青木保編著『聖地スリランカ—生きた仏教の儀礼と実践』概要と感想~現地での実際の宗教実践を詳しく知れるおすすめ作品

今回ご紹介するのは1985年に日本放送出版協会より発行された青木保編著『聖地スリランカ—生きた仏教の儀礼と実践』です。

今作はスリランカの宗教の実際の儀礼の現場をフィールドワークによって明らかにしていく作品です。

本書タイトルにある「生きた仏教」について編著者は次のように述べています。

宗教は本来「生きる」ためのものであり、教義も規律も「生きる」ために存在するはずである。宗教を理解するためには、その生きた実態の把握抜きには不可能に違いない。スリランカの仏教も、この点、全く同じことを呈示する。生きた実態の理解から入ってゆく以外にそれを理解する方法がない。

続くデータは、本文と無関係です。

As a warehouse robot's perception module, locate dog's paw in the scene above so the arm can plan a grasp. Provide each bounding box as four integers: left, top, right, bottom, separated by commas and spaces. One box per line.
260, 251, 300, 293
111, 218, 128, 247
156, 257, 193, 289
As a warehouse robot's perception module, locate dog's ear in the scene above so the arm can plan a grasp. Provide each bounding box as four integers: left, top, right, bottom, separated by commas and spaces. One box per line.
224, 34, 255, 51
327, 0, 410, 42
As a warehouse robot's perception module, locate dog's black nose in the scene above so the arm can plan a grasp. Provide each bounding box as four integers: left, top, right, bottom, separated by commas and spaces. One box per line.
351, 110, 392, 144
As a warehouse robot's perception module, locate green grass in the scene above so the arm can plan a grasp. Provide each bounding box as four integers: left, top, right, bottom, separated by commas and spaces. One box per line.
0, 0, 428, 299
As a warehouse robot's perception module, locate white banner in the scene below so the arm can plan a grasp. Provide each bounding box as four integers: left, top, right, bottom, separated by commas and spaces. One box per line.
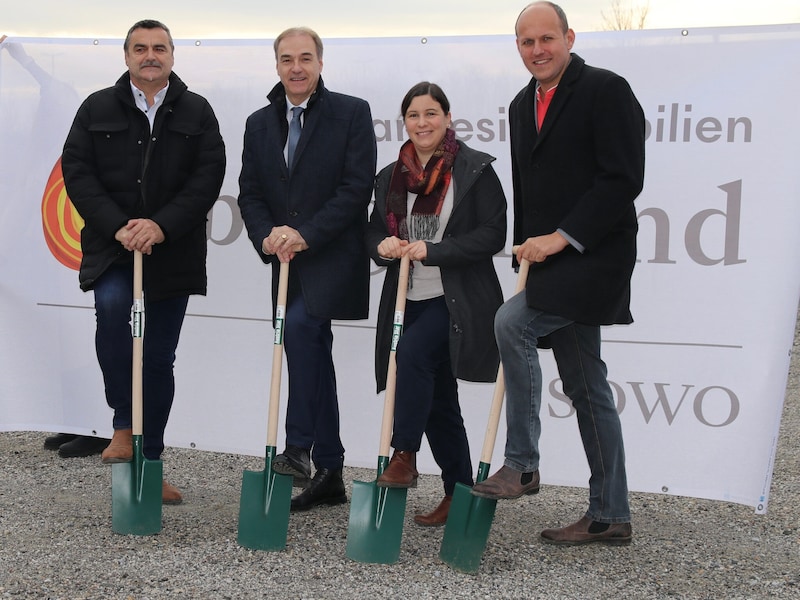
0, 25, 800, 512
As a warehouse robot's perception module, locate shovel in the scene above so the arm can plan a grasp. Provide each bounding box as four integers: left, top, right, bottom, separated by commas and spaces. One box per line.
111, 250, 164, 535
238, 262, 293, 550
439, 247, 530, 573
346, 256, 410, 564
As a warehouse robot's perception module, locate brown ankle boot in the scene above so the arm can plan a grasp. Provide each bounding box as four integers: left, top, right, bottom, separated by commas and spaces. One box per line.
101, 429, 133, 464
414, 496, 453, 527
375, 450, 419, 488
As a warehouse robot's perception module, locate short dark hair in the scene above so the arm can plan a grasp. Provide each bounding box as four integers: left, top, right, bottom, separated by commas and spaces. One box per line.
122, 19, 175, 52
400, 81, 450, 118
514, 0, 569, 35
272, 27, 322, 60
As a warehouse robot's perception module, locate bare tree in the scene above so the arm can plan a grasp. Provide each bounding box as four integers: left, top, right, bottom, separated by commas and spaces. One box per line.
600, 0, 650, 31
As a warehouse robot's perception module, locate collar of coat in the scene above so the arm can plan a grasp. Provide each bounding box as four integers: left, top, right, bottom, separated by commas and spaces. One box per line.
267, 76, 328, 113
114, 71, 189, 106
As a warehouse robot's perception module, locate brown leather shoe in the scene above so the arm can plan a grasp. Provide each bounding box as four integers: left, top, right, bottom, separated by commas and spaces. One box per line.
472, 465, 539, 500
100, 429, 133, 465
161, 479, 183, 504
375, 450, 419, 488
542, 517, 633, 546
414, 496, 453, 527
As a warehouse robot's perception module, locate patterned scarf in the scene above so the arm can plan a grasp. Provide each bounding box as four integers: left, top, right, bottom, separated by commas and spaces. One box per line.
386, 129, 458, 240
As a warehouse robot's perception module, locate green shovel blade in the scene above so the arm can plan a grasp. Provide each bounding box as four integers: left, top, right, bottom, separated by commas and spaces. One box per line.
345, 481, 408, 565
238, 446, 292, 550
439, 476, 497, 573
111, 435, 164, 535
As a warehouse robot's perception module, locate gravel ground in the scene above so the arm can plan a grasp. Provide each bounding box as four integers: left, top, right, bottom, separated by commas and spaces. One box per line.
0, 312, 800, 600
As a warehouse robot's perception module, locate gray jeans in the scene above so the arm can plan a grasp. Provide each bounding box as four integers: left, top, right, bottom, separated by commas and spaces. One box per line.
494, 291, 630, 523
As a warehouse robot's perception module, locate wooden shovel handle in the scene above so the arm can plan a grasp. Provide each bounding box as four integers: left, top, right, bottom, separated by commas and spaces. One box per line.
378, 256, 411, 456
131, 250, 144, 435
481, 246, 530, 464
267, 262, 289, 447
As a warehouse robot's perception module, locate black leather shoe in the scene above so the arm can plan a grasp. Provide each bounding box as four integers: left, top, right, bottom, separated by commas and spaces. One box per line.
291, 469, 347, 511
58, 435, 111, 458
44, 433, 78, 450
272, 446, 311, 487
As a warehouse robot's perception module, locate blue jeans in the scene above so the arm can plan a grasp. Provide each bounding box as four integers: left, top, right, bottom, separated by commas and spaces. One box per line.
494, 291, 630, 523
283, 290, 344, 469
392, 296, 472, 496
94, 265, 189, 460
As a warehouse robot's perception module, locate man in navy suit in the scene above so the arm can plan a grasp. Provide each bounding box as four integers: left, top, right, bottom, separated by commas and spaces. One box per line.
239, 27, 377, 510
473, 2, 644, 545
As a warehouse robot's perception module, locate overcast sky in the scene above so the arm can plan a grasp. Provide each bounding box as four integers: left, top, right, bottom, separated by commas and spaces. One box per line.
6, 0, 800, 38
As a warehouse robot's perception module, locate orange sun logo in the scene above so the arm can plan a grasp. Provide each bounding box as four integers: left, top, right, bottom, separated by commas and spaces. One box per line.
42, 157, 83, 271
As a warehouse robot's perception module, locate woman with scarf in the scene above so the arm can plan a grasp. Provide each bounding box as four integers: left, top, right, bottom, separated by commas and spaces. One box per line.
367, 81, 506, 526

スリランカという国を理解するためには仏教を知らないでは不可能であるし、仏教を理解するには書物や説教だけでは無理というものである。それが社会において、どのような形で受け入れられ、どのように信仰が行われ、どのように「生きている」のかを、まず知る必要がある。

日本放送出版協会、青木保編著『聖地スリランカ—生きた仏教の儀礼と実践』P10-11

「仏教を理解するには書物や説教だけでは無理というものである」

これは非常に重要な指摘です。宗教、いや人間そのものを考える際にも忘れてはいけない視点であると思います。

そして編著者は本書について次のように述べています。

スリランカ仏教も実に多彩でさまざまな面をもっている。本書では、そのなかでもとくに重要と思われるいくつかの面を明らかにしようと試みた。(中略)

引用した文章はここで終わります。